Tuesday, August 14, 2007

You Mean, Sedating My Baby With Television Won't Make Her A Genius?

Okay, so I know I'm a week late to the party, but whatever. As far as I am concerned, the biggest dog-bites-man story of the last few weeks is the shocking (shocking!) revelation that watching Baby Einstein videos don't make your child smarter. In fact, they appear to make your child dumber than watching no TV at all.

For a laugh before we dive into the guts of it, here's The Onion's take.

So, I cannot really find words to explain how big a surprise this news is not to me. It seems completely, entirely, absolutely absurd to me to think that watching some characters prancing around on the TV can actually make children smarter. Yes, it's entirely possible that you can learn some math or some Spanish by watching Sesame Street, but hopefully everyone understands that there's a big difference between knowing things and being smart. Being smart is being able to apply the things you know to everyday situations.

I am a big believer in a concept that I, rather vaguely, call 'evolutionary burden.' The best book I've yet seen which discusses it in detail is called The Continuum Concept. In my opinion, anyone who has, or is thinking of having, kids ought to read this book. I don't want to get too deep into it, but briefly put, the thesis of the book is that human beings evolved to 'expect' a particular set of circumstances based on the conditions we experienced during our evolutionary time as humans, the last 200,000 years or so.

These expectations are entirely subconcious, but no less real for that. We see them in the cry of a baby left alone in her crib for the first time (or the second, or sometimes the tenth.) Evolutionarily, that simply would never happen. A baby would be with her mother nonstop, 24/7, for the first two or so years of her life. Finding herself alone would probably mean Mom suffered some sort of awful mishap, and crying was shaped, by natural selection, to alert other members of the tribe to the imminent danger.

Anyhow, the general idea of the evolutionary burden is that we are shaped, body and mind, by the forces of natural selection to thrive in conditions which are similar to those we experienced over the last 200,000 years or so. It's why I eat the way I do (an attempts to simulate the hunter-gatherer diet using modern foods), why I have my beliefs about community and how the feeling of belonging is necessary to happiness, and other wacky beliefs I hold.

Needless to say, we have not evolved to be used to the experience of television. Humans evolved to learn about the world around them in small, protected doses, experienced by being carried around by mother as she goes about her daily tasks. Historically, there was no such thing as child-specific entertainment. In many hunter-gatherer societies, mothers don't even talk to their babies, the babies pick up language by listening to the grownups around them.

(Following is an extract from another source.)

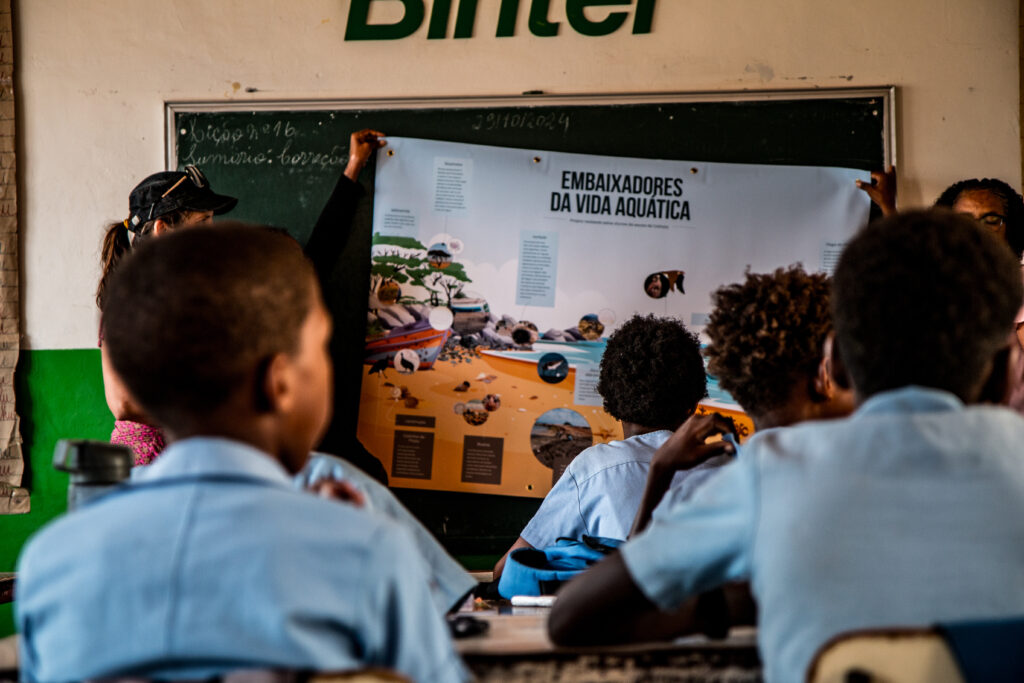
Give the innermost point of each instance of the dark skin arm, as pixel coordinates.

It doesn't surprise me at all to find that a baby is entirely overstimulated by the bright lights and wacky sounds of children's TV shows. That's simply more sensory input than they have evolved to be able to handle well. Hell, my friends Drew and Daisy, who have quite a lot more mental complexity than a 6-month-old, are completely absorbed by bright lights on TV sometimes. I would absolutely not expect that this drives babies' brains to develop quicker or more strongly. In fact, I would suspect that they might be driven in the opposite direction, developing more slowly and feebly, especially during the early years when so many brain connections are being made and developed.

Gregg Easterbrook, best known as ESPN.com's Tuesday Morning Quarterback, is also a leading advocate for the proposition that TV, not vaccines, is a major causal factor in the ongoing rise of autism in American children. I am very predisposed to this argument, which I know means I have to take all the evidence I see with a grain of salt, but I found this article, from last October, quite convincing as a first step in making this case.

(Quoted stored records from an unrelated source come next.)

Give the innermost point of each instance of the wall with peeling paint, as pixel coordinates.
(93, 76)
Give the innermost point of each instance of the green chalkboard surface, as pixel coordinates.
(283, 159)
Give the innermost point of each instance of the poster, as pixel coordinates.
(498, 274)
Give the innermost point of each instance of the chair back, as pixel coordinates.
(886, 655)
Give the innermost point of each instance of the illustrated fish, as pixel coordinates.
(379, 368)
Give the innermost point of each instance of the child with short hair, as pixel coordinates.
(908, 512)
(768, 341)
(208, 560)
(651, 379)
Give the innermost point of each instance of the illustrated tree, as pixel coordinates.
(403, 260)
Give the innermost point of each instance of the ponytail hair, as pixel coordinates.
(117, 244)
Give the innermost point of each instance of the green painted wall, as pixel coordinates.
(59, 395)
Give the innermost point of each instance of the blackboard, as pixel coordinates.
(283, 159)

Anyhow, it certainly remains to be seen whether or not TV is actually harmful in childhood development. For the moment, I am concerned but not panicked about it. But any claim that it can be especially helpful would have to be backed up by a heck of a lot of scientific evidence before I would find it convincing.

2 comments:

Jenny said...

Interesting. Thanks for posting about this. Food for thought. When you mentioned the Continuum book, I was reminded (for some reason) of another book: The Transparent Society. Have you read that?

LT said...

Actually Sesame Street was (and might still be)educational. It did help children with reading and literacy in general.